# 7WT Echo Ion/Echo Edge fly combo



## Chris V (Oct 18, 2007)

*SOLD pending payment*

I'm expecting a couple new toys so time for a couple to go. This has been a very fun setup to fish and I really love the weight and action of the rod. Its a 9', 7WT Echo Edge with a Echo Ion 6/7 reel along with an extra spool. This reel is fairly inexpensive but very durable and smooth. I will include a Scientific Anglers Supra WF-7F line with one spool. I am not including the other line that is pictured. 

This setup with the extra spool, backing and line would cost $440.00 (Rod $249.99, Reel $79.99, Extra spool $39.99, Line and backing $70.00)

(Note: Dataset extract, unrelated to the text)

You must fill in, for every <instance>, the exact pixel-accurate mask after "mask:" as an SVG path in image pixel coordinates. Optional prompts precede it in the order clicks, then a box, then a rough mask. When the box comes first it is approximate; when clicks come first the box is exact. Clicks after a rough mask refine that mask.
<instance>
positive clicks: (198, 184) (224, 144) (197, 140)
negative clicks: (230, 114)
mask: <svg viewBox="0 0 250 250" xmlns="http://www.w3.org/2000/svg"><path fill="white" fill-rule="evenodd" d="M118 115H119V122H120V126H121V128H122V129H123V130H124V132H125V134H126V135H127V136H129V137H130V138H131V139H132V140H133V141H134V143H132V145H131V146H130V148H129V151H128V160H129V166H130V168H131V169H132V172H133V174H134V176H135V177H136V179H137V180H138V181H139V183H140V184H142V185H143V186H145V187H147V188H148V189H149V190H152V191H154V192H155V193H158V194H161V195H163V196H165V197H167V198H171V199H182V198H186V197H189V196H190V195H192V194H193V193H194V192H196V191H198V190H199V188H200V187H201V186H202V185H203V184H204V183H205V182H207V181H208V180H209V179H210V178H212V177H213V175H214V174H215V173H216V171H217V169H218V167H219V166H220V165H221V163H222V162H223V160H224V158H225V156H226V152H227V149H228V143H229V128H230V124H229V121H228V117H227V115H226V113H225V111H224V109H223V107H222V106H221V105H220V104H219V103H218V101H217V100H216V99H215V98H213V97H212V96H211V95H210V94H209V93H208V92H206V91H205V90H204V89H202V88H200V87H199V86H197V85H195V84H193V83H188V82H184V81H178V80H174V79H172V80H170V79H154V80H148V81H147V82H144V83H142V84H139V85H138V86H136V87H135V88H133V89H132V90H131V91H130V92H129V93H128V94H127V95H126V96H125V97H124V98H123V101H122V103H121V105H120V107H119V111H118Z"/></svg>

I'm asking 200.00 for the whole getup

I'll add pics later or can text pics now as needed


----------



## bigspoon17 (May 31, 2011)

Uh oh...are these new fishing toys?


----------



## Chris V (Oct 18, 2007)

Of course


----------



## Chris V (Oct 18, 2007)

Any offers?


----------



## deltacreekflies (Oct 25, 2012)

I need a seven....... need to sell some boats first though


----------



## Chris V (Oct 18, 2007)

Bump, willing to entertain offers


----------



## Chris V (Oct 18, 2007)

THIS WEEKEND ONLY--- I WILL TAKE $150.00 

Need it gone!


----------